What is experiential learning?
  “Experiential learning is a teaching and learning process that combines direct experience that is meaningful to the student with guided reflection and analysis. It is challenging, active and student centered and immerses students in opportunities for taking initiative, responsibility and decision making. It is a holistic approach to learning that connects the head with the body, heart, spirit and soul. Traditional academic approaches to education focus primarily on the intellectual development of the individual while experiential education methods focus on the whole person” (Kolb)
What is the experiential learning cycle?
  Few people learn well through theoretical examination and lecture only. That is why we utilize the experiential learning process.

What do we mean by that? Take a look at the Experiential Learning Cycle below. If you look around the circle, you will discover that this is an attempt to join together the actual experiences of life with the theoretical acquisition of knowledge. Unfortunately, most formal learning today concentrates mainly on the acquisition of knowledge. The rest of the cycle dealing with real life is ignored.

In the experiential learning process, participants should never be more than a few minutes away from trying out a new concept in a simulation or experiment and never more than half a day away from utilizing it in real life situations. In fact the learning process is as important as the information learned.
  You will notice the four stages of this cycle reflected in this model. The cycle almost always begins up at the top with Experience. We are interested in all of the experiences that each person will have whether at home, school, with friends … or during the meeting times of this program. This curriculum encourages us to move from experience to Reflection. This is the debriefing stage when we ask questions about what has happened to us in our experiences. From these questions we can begin to formulate learnings and new concepts. This is the Insight stage. From this point we move naturally to Action … putting the new learning to the test. This then provides for additional Experience and the cycle continues on.
What is my role as a faciliator?
 
  • a safe, warm, accepting, challenging atmosphere
  • respect each person’s knowledge, experience and expertise
  • a no guilt, low pressure learning environment
  • an understanding that learning is a journey
  • the qualities of servant leadership
  • What does an effective facilitator look like?
     
  • Learner centered more than teacher centered
  • Trusting (the process and the learners)
  • Ability to deal with the ambiguity and tension of the process
  • Friendly, flexible, open, listening attentively, explaining clearly,
  • Skillful observer, asking thought-provoking questions
  • Some measure of appropriate self-disclosure
  • Consciously eliminating stereotypes and biases
  • Open and honest
  • Competent and sensitive in communication skills
  • Responding positively to learner’s comments
  • Attentive, expressive, enthusiastic, clear, and organized
  • Showing personal interest in the learners
  • Comfortable with mistakes ... silence
  • Are experiential exercises the same as games?
      No … games are for high energy, fun and getting people involved. If they are boring or un-fun then they are not successful. Experiential exercises lead us into experiences that are designed for learning through debriefing the experience and gathering insights for future action.

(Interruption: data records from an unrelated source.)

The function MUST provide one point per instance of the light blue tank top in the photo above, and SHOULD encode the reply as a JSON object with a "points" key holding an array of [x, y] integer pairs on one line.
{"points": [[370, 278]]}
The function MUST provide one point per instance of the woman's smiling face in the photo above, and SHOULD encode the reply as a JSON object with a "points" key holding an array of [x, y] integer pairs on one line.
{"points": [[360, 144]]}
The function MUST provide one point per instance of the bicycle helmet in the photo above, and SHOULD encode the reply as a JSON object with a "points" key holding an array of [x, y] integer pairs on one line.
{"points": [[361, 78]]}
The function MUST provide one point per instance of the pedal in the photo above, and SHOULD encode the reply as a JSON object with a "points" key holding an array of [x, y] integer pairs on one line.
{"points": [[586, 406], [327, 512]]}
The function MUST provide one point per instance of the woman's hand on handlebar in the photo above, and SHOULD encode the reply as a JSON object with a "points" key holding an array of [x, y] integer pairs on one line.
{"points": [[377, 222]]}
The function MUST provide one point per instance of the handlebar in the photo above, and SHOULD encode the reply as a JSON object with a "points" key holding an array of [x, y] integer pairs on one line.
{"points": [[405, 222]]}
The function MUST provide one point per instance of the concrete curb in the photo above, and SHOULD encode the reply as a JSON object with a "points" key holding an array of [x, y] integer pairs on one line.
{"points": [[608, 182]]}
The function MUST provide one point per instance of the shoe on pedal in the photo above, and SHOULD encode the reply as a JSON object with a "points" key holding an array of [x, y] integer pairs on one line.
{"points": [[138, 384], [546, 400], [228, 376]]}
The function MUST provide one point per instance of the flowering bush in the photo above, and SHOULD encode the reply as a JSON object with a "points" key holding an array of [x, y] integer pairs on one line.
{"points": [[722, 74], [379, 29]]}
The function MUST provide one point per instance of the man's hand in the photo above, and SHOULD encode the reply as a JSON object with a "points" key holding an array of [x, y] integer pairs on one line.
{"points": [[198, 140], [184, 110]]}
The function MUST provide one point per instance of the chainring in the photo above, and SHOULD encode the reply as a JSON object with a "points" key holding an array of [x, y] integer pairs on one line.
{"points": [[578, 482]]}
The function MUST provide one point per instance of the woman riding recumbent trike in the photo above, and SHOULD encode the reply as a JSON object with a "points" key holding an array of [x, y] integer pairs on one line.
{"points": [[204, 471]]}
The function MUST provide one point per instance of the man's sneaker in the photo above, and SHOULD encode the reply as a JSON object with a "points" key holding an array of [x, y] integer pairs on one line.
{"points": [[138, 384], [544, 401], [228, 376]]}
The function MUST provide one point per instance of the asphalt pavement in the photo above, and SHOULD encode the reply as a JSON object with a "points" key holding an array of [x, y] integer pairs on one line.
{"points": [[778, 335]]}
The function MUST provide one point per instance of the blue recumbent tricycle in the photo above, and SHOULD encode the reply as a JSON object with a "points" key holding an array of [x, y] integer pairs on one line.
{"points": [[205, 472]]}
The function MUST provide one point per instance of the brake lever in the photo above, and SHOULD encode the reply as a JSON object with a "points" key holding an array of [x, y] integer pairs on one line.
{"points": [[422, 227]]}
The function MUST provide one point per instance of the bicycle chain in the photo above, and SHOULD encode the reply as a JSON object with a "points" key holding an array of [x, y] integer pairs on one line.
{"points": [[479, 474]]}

    Often, experiential exercises have all of the best qualities of good games (high energy, fun, people involvement) but sometimes they don’t. Sometimes an experiential exercise causes some level of stress and this can be uncomfortable for people, but … it creates the best environment for real learning. Another difference is that games are very task/goal oriented. They tend to be competitive and there are usually winners and losers. Experiential exercises are designed to emphasize the experience itself not the goal of completing the task.

    So … don’t worry about whether people “like” the experiences .. or whether they like you for that matter. Your job is to facilitate learning … not to make everyone happy all of the time. Don’t go for competition and goal achievement .. learn to become an observer of the process. Look for what can be learned through whatever happens … planned or unplanned.